Not every type of link works best with a simple description. Sometimes a picture really is worth a thousand words, and that visual representation will encourage a click more than any lengthy explanation.
Enter Pinterest, a site that allows you to provide a bookmark to articles, blog posts, or websites, representing them with images to catch the eye of potential readers. It seems like a great idea, but has been complicated by the question of copyright. There is a difference between driving traffic with a text link or with an image used to enliven the article or blog post. At first, that wasn’t clear, but it’s becoming more and more so, limiting the use of a service like Pinterest, especially when they discourage using it as a sales tool, but at the same time the only site you can link to without risk is your own.
Here’s where the Call to Action comes in.
The Internet has opened us to a whole new conceptualization of word of mouth. Instead of passing a book, an article, or whatever, to a friend and hoping they pass it along to another, the Internet lets people share their interests, the discovery of good information sources, something that fascinates them, etc. with people across the globe in the same instant. This has its downsides when you’re complaining about your boss, or revealing intimate secrets, but as far as sharing something useful, it’s a wonderful tool. But here’s the kicker. It’s not just useful for the person who shares the information. It’s wonderful for the person whose article, blog, or whatever is shared.
What is the most important part of having a site? I doubt many would quibble with “readers” as the answer. If you wanted a private space, a diary or journal is a better bet than publishing online. So, anything that drives traffic to your site, especially without you having to put out any extra effort, is a good thing.
And sites like Pinterest serve to drive traffic. If an image catches a person’s eye, they’ll click down to see more.
Since joining Pinterest, I’ve gone to food blogs, quilting blogs, travel sites, and more that I otherwise would not have run across. I’ve read articles about people’s experiences in foreign countries, and checked out books I might not have noticed. This is not only good for me, but for the sites I’ve been to. Sometimes it’s because I passed the information to someone else who could take advantage of the site, sometimes because I purchased something myself. That’s the point of putting something up on the Web.

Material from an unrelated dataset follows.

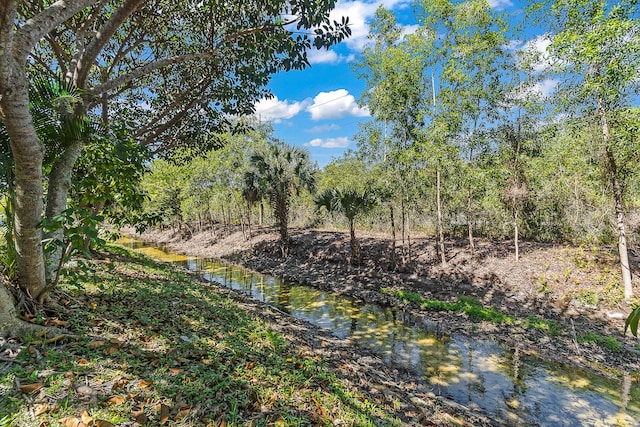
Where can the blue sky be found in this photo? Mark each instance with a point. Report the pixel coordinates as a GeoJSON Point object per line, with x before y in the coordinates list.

To be seen, to be shared, to be noticed in a swamp of information that only gets bigger by the moment.
So, how do we deal with the issues of copyright and the concept of taking someone else’s work even if it serves to advertise that person’s site?
I haven’t put it in play yet, because I’m still figuring out the wording, but I’m going to add a use statement to my site regarding Pinterest, etc. Sure, it’s not the responsibility of the site owner to ensure readers respect their copyright, but I ask you to consider the consequences of people who are inclined to share your content with others but decide the risk is too high. Make the unique forms of word of mouth possible and easy for your readers. Whether you ask them not to post on Pinterest, whether you flag specific images for Pinterest (like your header), or whether you tell them to have at it, the point is to make it clear. Encourage your readers to enjoy your site and share it in the ways you find appropriate rather than making them hesitate and worry.
So, do you have a statement of use for your site? If you do, please link to it to help others figure this out (including me) and if you do not, is there anything you think should be included.
P.S. As of this moment, I have removed my inspiration and food boards which were composed largely of repinned images, and am contacting the sites for my sewing and quilting boards for permission. If they do not give me permission, I will remove those boards as well, leaving only my books and the books I review. It was not an easy decision, especially to lose the collection of inspirations, but with the TOS making both the original pinner and all repinners responsible for getting the permission, the effort was not worth it. For the sewing and quilting, this is a good way to remind myself of the projects I want to tackle (the visual makes it more likely I’ll actually do them) so it’s worth the time.